Bus: A bus is a shared interconnect used for connecting multiple components of a computer on a single chip or across multiple chips. Connected entities either place signals on the bus or listen to signals being transmitted on the bus, but signals from only one entity at a time can be transported by the bus at any given time. Buses are popular communication media for broadcasts in computer systems.

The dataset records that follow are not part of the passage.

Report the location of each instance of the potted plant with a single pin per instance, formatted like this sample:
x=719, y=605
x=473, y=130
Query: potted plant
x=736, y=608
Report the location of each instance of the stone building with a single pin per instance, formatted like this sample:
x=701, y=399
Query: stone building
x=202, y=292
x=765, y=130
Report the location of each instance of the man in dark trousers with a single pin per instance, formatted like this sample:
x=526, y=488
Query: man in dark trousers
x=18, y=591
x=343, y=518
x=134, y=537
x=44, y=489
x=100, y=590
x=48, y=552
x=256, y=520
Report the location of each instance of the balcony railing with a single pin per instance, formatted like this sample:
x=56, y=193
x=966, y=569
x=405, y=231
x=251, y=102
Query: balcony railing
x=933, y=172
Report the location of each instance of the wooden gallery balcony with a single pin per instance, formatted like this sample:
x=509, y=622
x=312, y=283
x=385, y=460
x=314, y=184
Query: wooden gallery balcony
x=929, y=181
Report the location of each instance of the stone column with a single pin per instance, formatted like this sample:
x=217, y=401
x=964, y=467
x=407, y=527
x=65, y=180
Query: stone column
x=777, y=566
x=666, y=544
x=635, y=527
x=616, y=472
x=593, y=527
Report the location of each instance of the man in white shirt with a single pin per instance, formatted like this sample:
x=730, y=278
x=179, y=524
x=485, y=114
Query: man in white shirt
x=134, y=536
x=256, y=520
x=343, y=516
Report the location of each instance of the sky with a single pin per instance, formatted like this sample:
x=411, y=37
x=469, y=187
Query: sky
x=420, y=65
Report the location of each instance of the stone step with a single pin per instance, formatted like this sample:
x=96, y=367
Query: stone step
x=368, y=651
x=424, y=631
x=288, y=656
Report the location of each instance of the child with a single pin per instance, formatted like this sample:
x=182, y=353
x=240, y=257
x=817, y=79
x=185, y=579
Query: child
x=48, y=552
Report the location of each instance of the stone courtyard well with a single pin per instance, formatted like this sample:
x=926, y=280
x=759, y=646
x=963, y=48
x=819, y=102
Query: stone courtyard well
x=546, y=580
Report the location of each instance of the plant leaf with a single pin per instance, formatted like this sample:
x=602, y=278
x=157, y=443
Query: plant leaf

Crossbar: A crossbar is a non-blocking switching element with N inputs and M outputs used for connecting multiple components of a computer where, typically, N = M. The crossbar can simultaneously transport signals on any of the N inputs to any of the M outputs as long as multiple signals do not compete for the same input or output port. Crossbars are commonly used as basic switching elements in switched-media network routers.

ote

Just a clarification about volatile type qualifiers. I was reading about them here, and it says that "The volatile type qualifier declares an item whose value can legitimately be changed by something beyond the control of the program in which it appears, such as a concurrently executing thread." So in the case of the dance hall organization, where each processor has its own cache, a volatile variable in the cache could be modified by a program from a completely different processor?

ArbitorOfTheFountain

In general when it comes to L1 and L2 caches per processor, there is a cache coherence protocol, for example the MESI protocol https://en.wikipedia.org/wiki/MESI_protocol. This means that caches are guaranteed by hardware to represent up-to-date values whenever it "matters". In other words, the hardware exposes an interface with memory where the program can read and write without worrying about out-of-date values being present in cache. There are many protocols to achieve this guarantee, each with its own benefits and drawbacks.

bysreg

@PandaX i think it does not have to be volative. It could be any variable, like a global variable or static class variable, which multiple threads have write access too.

jpd

@PandaX the "volatile" keyword just disables certain optimizations that remove memory reads (ie. use registers instead of repeated memory accesses) -- this is useful mainly for interacting with memory-mapped buses and devices. It doesn't necessarily affect cache semantics, since the cache is a processor feature, rather than a feature of the language. Although there are ways to bypass the cache (there's a specific x86 instruction, and a gcc intrinsic for it), volatile does not do that.